NPTD noted that businesses will continue to face a tight labour market. “The government will support businesses to shift towards skills- and capital-intensive ways to grow, so that businesses can continue to grow and succeed here, to create quality jobs for Singapore,” it said.

Economists and sociologists whom TODAY spoke to reiterated that Singapore cannot afford to close its doors to immigration and foreign labour, and policymakers have to continue to calibrate the inflow as the Republic pushes on with efforts to raise the productivity of a leaner workforce.

SIM University senior lecturer Walter Theseira said it is a conundrum that has no easy solution. Said Dr Theseira: “Are we getting that growth from productivity? The answer unfortunately is not to the extent we would like. Can we do better? Yes but how? If we knew how to get there, we would have definitely done that by now. I think neither the government nor businesses know what the magic solution is to productivity and they’ve tried but it’s a difficult problem to solve.”

While the Government has been seeking to bring in foreign labour who are higher-skilled, it is not as straightforward as it seems, he said.

“Even if you set out to bring in higher-skilled manpower, you bring in quite a lot of medium-skilled manpower who have skills which are quite common or replicated among the Singapore population,” he added.

Institute of Policy Studies research fellow Christopher Gee felt the focus should be on bringing in foreign workers who can help raise productivity and add value - but not in the narrow sense. “Just because you bring in a low skilled worker, it doesn’t necessarily mean that the value-add that the worker creates will be low. They might work on an infrastructure project that generates a lot of value in future. So from that perspective, it’s about understanding how that worker can contribute to the economy in a sustainable and long-term manner,” said Mr Gee.
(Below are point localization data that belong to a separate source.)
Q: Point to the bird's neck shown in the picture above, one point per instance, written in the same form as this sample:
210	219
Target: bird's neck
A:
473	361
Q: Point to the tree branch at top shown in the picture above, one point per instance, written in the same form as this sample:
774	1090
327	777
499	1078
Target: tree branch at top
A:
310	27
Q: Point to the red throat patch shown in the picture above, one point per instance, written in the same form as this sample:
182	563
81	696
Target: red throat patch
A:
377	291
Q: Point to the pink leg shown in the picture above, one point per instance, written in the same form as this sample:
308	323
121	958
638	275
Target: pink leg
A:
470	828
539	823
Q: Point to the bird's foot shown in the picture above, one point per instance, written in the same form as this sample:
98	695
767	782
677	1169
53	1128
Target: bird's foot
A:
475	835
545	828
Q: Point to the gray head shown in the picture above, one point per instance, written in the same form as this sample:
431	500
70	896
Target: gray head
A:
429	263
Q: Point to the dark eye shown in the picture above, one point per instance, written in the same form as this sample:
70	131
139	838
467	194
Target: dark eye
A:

National University of Singapore (NUS) sociologist Paulin Straughan said there is a concern whether there are enough bodies in the workforce to “ensure and sustain a vibrant economy”. “The implications of the more stringent immigration rules that have been put in place has resulted generally in faster ageing of the population,” she said.

Associate Professor Straughan, who had spoken previously about the rising trend of transnational marriages, reiterated the need to look at ways to better integrate foreign spouses and children of these families into the local population and workforce.

About 37 per cent of all marriages involving citizens last year were transnational marriages. The proportion has held steady at about four in 10 of all marriages between 2004 and 2014.